Member of the Kansas Senate from the 1st district
- In office January 14, 1957 – January 9, 1961

Member of the Kansas House of Representatives from the 1st district
- In office January 10, 1955 – January 14, 1957
- Preceded by: Leslie Thomson
- Succeeded by: Lewis Hazen

Personal details
- Born: May 16, 1904 Highland, Kansas, US
- Died: September 27, 1975 (aged 71) Topeka, Kansas, US
- Party: Republican
- Spouse: Ruth Guthrie
- Relations: Gerald Gordon (brother)
- Children: One daughter and two sons, including Edward Francis Gordon

= Edward F. Gordon (politician, born 1904) =

American politician

Edward F. Gordon (May 16, 1904 - September 27, 1975) was an American politician who was a member of the Kansas House of Representatives and Kansas State Senate during the 1950s.

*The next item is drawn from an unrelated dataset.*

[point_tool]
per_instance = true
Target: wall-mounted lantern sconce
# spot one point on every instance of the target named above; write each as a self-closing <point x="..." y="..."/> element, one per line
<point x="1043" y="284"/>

Gordon was born in Highland, Kansas in 1904. He married on March 7, 1928, and had a child, Edward Francis Gordon, shortly thereafter. He worked as a farmer and conservation contractor while in the legislature. He was originally elected to the State House in 1954, serving from 1955 to 1957; the seat had earlier been held by his brother Gerald Gordon from 1935 to 1939. After a single term there, he was elected to the Kansas State Senate, where he also served a single term (1957-1961). Gordon died in 1975.